# First year business - when do I have to pay?



## DollaWine (Aug 4, 2015)

Hi everyone,

I've ran a small business this year that I just registered a few months ago. I've made about $15k and expect to make another $5k or so by the end of the year (estimate). When I file my taxes next Spring, when do I actually have to pay my taxes? I was told that first year businesses don't have to pay their tax until the next year so they can prepare their finances, is this rumor or fact? Are there payment plans? If so, I'd like to use my saved up tax money for other things (student loans) and then pay the taxes later on when they're actually due to be paid - when will that be? Thanks for any help.


----------



## Russ (Mar 15, 2010)

Here's what I think:

I'm assuming that your first business activity occurred in 2016 and that your business is a sole proprietorship. You will have a calendar fiscal year. Your 2016 taxes must be paid by April 30, 2017 to avoid interest charges. Your tax return must be filed by June 15, 2017 to avoid a late filing penalty. If you have a spouse, and if your spouse has taxable income, your spouse has the same deadlines as you - April 30 and June 15.

There is no special rule for first year businesses.


----------



## DollaWine (Aug 4, 2015)

Hmm.. interesting. So if I underestimated how much I would make and was saving for taxes but didn't save enough... I would have to rush to come up with the extra cash _that quickly_ or face interest charges?


----------



## Just a Guy (Mar 27, 2012)

If you're a sole proprietor you file with your personal income tax. If you're incorporated, you can technically pick your year end and then have some time after that to get everything filed.
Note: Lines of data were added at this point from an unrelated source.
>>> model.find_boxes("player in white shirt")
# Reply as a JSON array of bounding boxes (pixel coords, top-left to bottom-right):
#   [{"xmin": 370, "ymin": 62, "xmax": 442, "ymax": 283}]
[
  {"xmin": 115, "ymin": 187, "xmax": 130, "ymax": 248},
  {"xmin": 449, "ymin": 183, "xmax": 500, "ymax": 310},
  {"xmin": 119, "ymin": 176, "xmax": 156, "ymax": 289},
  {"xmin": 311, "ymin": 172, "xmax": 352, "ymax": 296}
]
However, if you owe money, the government wants its cut as soon as its legally entitled to collect it. If they owe you money, they're much more forgiving of when you file...still, if you wait too long, they'll come after you because most of the time people owe them money and they'll hit you with stiff penalties and interest. They can't lose.

If you've got a good accountant, he may be able to minimize any taxes owing in the first few years anyway. There are usually a lot of start up costs, and ongoing costs (like an accountant) which can be used as write offs.


----------



## OhGreatGuru (May 24, 2009)

DollaWine said:


> ... So if I underestimated how much I would make and was saving for taxes but didn't save enough... I would have to rush to come up with the extra cash _that quickly_ or face interest charges?


Yes. It's no different than for anyone who has income that does not have tax deducted at source. In subsequent years CRA will tell you if you need to pay by installments to reduce this risk.


----------



## DollaWine (Aug 4, 2015)

OhGreatGuru said:


> Yes. It's no different than for anyone who has income that does not have tax deducted at source. In subsequent years CRA will tell you if you need to pay by installments to reduce this risk.


Got it. Thank you


----------



## davidjean (Mar 27, 2014)

Can I add on a question here?

I'm also new to business this year and have a new GST business account registered with CRA. 

I'm over the $30,000 threshold and owe GST. I'm charging my customers GST that I'll pay to CRA. But how does it work?

Anyone know the particulars? Or how the quick tax method works?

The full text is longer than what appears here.